| Su nuevo sencillo, “Se nos oxida Comala”, se colocó rápidamente
                  en los primeros lugares de popularidad de las radios alternativas.
                  Había pocos grupos de rock combinando literatura y música en
                  el país; ellos lo hicieron perfectamente por lo que obtuvieron la
                  respuesta inmediata de la banda maciza. La universalidad de su
                  música causó que cabelleras largas, lacias y negras se movieran al
                  ritmo denso del nuevo éxito, mientras pelucas engominadas y
                  relamidas al más puro estilo juarista hacían lo propio con la
                  canción adecuada para el slam. 
 En unos cuantos meses el sencillo sonaba en la principal radio
                  de música rock del país y no tardó mucho en aparecer en las
                  recopilaciones piratas de Tepito.
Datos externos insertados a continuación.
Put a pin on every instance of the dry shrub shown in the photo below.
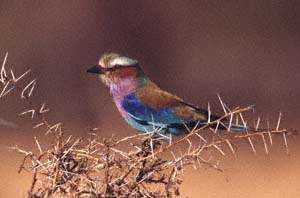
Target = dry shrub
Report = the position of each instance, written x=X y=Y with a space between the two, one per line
x=102 y=167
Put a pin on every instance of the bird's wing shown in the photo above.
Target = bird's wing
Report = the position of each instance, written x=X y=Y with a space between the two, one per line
x=151 y=105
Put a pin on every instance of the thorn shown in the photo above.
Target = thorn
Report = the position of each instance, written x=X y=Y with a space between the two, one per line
x=219 y=149
x=26 y=87
x=269 y=132
x=285 y=143
x=217 y=126
x=257 y=124
x=252 y=146
x=265 y=143
x=222 y=104
x=202 y=138
x=278 y=122
x=230 y=122
x=230 y=146
x=3 y=71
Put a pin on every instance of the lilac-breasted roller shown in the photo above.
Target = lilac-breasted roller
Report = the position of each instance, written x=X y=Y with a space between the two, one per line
x=143 y=104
La disquera Boa Vengadora,
                  promotora de lo más profundo y poco explorado de la escena
                  musical, decidió grabar el disco de Los Juanes —nuestra banda,
                  no confundir con artistas de pop o baladas, más bien eran
                  parecidos a Los Ramones y a Los Rodríguez— y contratarlos
                  para dar una gira en el interior de la República.
 
 El grupo estaba conformado por Horacio Olvera, el pelón
                  vocalista de la banda, el Malanoche, guitarrista de la ciénaga
                  colombiana, el Jaguar, bajista comúnmente molestado por su corte
                  militar, y por último, y con redoble de batería, estaba el Chac Mool,
                  nacido en Panamá pero entrenado en México en el arte de pegarle
                  duro al bombo. En menos de tres meses, estos especímenes de la
                  cloaca fueron pedidos cada vez más por la raza, secuestrados por
                  los programas de rock de televisión de paga y por marcas de ropa
                  deportiva.
 
 Después de su aparición en televisión, el éxito de su sencillo
                  alcanzó lugares difícilmente comunes para una banda de rock.
                  Cambiaron su look al emo-tivo color rosado con negro, y, en
                  menos de un año, fueron invitados al Vive Latino, alternando con
                  Café Tacvba en un horrible cover de la canción “Macondo”—del
                  peruano Diez Canseco—. Para ese entonces, ya habían dejado de
                  comer epazote, chupaban fino y no aceptaban cualquier cuarto
                  en los hoteles: debían tener el derecho por excelencia de todo
                  rockero a destrozar la suite principal.
 
 El concierto definitivo para su carrera, la coronación de sus
                  alaridos en la digna monarquía del rock en español, fue en el
                  Palacio de los Deportes —o de los rebotes, por los trancazos del
                  slam y el sonido semejante al de un cuete chiflador—. Ahora se
                  presume como la mejor tocada de la década…
 
 Luvina, un poco triste
 perdiste la oportunidad de soñar
 Oh Luvina, en tus mil metros de alto me caí
 Y las heridas que me hiciste, dolieron casi tanto como tu…
 Uuuuuuuoh! oh!
 
 —No friegues, qué chingón, es mi rola “wey”, es mi rola, —se
                  escuchó una voz perdida haciendo eco entre las miles de
                  asistentes prensadas contra las primeras filas del escenario—.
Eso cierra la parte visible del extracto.